I'm trying to perform this process, imagine to have the following and I want to obtain col4. :
Col1 | Col2 | Col3 | Col 4 | Col 5 |
---|---|---|---|---|
SF | 123 | QW | QW, BF | 1 |
SF | 456 | AF | AF | 2 |
SO | xxx | AF | AF, BF | 3 |
SO | yyy | GD | GD | 4 |
SF | 123 | BF | QW, BF | 1 |
RE | xxx | BF | AF, BF | 5 |
For the purpose of aggragation I'm using these 2 lines of code:
df[df['col1']!='SF'].groupby(['Col2']).agg({'Col3' : lambda x: ','.join(x.unique())})
df[df['col1']=='SF'].groupby(['Col2','Col5']).agg({'Col3':','.join})

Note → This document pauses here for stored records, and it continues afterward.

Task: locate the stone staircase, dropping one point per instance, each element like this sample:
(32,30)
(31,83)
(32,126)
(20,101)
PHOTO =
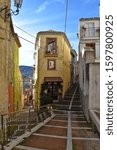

But I don't know how to put them on df. I tried also a merge but didn't work. I only hope to have been clear!!
Thanks so much in advance
EDIT 1 Sorry for not being clear. Before to perform any line of code I have Col1, Col2, Col3, Col5. Col4 is the output I would like to obtain.
CodePudding user response:
You transform
instead of agg
to assign back to the original DataFrame:
df["Col4"] = df.groupby("Col2")["Col3"].transform(lambda x: ", ".join(x.unique()))